Kate was surprised to hear his voice. She’d thought he was nearly asleep. “What do you mean?”

“The business about the early shower. You getting all Lady Macbeth, scrubbing the kids.” His tone was light, flippant.

She tried to think of a wisecrack. She always had some fallback line. But nothing came. What if for once she didn’t cover her tracks, and simply told the naked truth? She tried to imagine it; each day
he’d be gauging her condition, watching to see evidence of paranoia winning out over logic, and his regard for her as an equal would be contaminated. Sympathy, even well intentioned, would set her apart, and he would treat her with kid gloves. She shivered in the sun.

But what if she was underestimating him? What if she started with the tularemia and kept on going? He would furrow his brows because he wouldn’t understand but he would be concerned, because he did love her and what happened to her happened to him, and to all of them. All that energy and effort to conceal, released.

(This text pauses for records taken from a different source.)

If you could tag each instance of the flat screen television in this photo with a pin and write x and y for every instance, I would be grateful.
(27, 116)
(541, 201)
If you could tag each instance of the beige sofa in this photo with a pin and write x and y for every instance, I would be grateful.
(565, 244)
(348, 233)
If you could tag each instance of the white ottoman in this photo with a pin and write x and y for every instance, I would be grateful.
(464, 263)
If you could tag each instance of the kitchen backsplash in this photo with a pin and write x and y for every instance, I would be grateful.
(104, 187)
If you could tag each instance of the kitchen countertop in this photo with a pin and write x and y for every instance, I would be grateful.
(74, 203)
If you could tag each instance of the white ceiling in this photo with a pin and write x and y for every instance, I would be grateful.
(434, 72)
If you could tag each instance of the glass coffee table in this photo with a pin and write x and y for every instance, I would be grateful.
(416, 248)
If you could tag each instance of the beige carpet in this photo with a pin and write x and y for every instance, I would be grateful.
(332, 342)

She took off her sunglasses and turned. “Remember tularemia?”

He shielded his eyes with his hand, watching the kids at the waterline. Piper shouldn’t go in above her knees without one of them there. He turned to her and tilted his chin up, an acknowledgment of her comment, and gave a small grin.

A grin was not what she’d expected. She waited for his question or comment, the one that would open the door to all the rest, or for him to recoil as he saw that she’d become complicated. But he kept watching the kids.

Slowly, she realized she’d been misunderstood. He thought she’d made a joke,
Remember tularemia
. His grin said,
Good one
. She was that pathetic, with her paralyzing fears. She put her sunglasses back on and faced the water as well.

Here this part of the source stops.